Eileens mum was Martha born around 1910. She married EO in 1933 and tragically died in 1943, when Eileen was 9. Martha had an older sister Ethel born in 1901, who's first marriage was to (name of husband) We think she had 4 children,Eric,Ronnie, Vera and Reene

In 1935 Ethel married George Henry ( x). Were George & Ethel your parents?

Eileen is now 78 and lives in (address given) She has no photographs of her mother, or indeed of her maternal side of the family, and knows very little about martha. She does however remember living in Fletcher Street, Ashton for a short while after their home had been bombed during the war

Despite my best efforts, I cannot trace any history of Martha, so we are hoping Ethel may lead us to a more positive outcome.
If any of this information seems relevant to you, or even if you would be kind enough to eliminate yourself from our search, could you possibly contact Eileen? Her No. Is xxxx

I thank you for taking the time to read my letter, and hope you didn't find it too intrusive.

Kind regards

daughter in law

Rambling

Rambling Report 14 Sep 2012 14:38

I don't think there is anything wrong with Reggie's reply, and the suggestion of sending an SAE is very sensible, why should someone have to pay for a stamp to respond to a 'stranger' or phone them which then gives their private number to a stranger? it was the OP who used the word "callous".

A 'heartfelt ' letter may have been intimidating perhaps to an older person who does not feel they want any more relatives than they already have to deal with, and they may even be suspicious that it is just a stranger trying to scam them...and lets face it they're are enough scams out there to make anyone cautious!

Clara-Jane

Clara-Jane Report 14 Sep 2012 14:23

Reggie always so compassionate and thoughtful in what you write!

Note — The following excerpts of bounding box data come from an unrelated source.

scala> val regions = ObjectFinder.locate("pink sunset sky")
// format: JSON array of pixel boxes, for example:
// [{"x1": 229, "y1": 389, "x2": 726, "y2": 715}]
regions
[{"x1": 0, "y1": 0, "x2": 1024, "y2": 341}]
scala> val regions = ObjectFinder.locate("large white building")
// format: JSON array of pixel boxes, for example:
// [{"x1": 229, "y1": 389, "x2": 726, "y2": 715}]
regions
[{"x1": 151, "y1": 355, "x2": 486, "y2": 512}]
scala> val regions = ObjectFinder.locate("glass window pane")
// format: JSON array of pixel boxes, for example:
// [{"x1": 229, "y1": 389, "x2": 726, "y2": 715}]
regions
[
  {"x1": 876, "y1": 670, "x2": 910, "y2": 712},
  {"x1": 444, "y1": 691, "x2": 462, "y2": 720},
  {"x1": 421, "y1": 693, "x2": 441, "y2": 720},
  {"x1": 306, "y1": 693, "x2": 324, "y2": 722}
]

Like the others said there are probably a million and one different reason before Reggie's idea of them just not wanting the letter or them actually being callous. Perhaps they just need time to think it over.

The other thing is some people really are suspicious of relatives suddenly turning up out of the blue. I know it sounds silly but did you include enough in the letter to let them know you are genuine? ie family history or birth records?

ErikaH

ErikaH Report 13 Sep 2012 11:11

Did you enclose an SAE?

And the person concerned may not have appreciated an unsolicited 'heartfelt' letter...............

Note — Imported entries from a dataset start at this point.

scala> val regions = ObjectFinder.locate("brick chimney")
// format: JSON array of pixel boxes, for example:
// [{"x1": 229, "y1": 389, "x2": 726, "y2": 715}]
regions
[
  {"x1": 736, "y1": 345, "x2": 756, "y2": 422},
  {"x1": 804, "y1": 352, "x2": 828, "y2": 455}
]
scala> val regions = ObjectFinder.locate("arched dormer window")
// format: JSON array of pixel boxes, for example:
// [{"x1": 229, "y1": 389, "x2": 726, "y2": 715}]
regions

Something less demanding may have been more appropriate

Penny

Penny Report 13 Sep 2012 05:24

Alll sorts of reasons why a person may not have responded - callousness probably the very least reason.

They could have moved
They could have died
They could be partially sighted/blind
suffer with dementia
housebound

It also depends on the questions you asked - you say heartfelt- was it a sensitive subject? 'The older gereration' sometimes feel differently about things, and simply may not want to discuss , admit ( Or tell lies by denial).

jax

jax Report 13 Sep 2012 04:37

Are you saying you sent a letter to someone and they have not replied?

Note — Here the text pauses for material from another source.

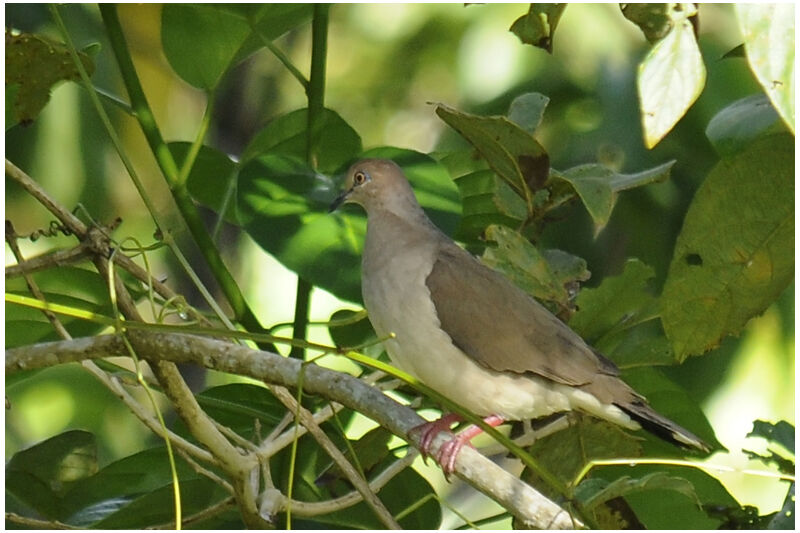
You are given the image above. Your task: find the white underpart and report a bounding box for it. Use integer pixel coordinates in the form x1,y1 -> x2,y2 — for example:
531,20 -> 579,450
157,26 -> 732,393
362,218 -> 639,429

If so are you sure they still live there?

susan

susan Report 13 Sep 2012 02:56

SORRY, I am saddened that I not only posted/messaged, paid to find out from the electrol roll a potential relative of my mum in law, I actually wrote a heart felt letter to who we beleived to be her cousin, and asked if they would be kind enough to eliminate themselves from our search. This was within a 20 mile radius, and a 10p 'phone call. How callus.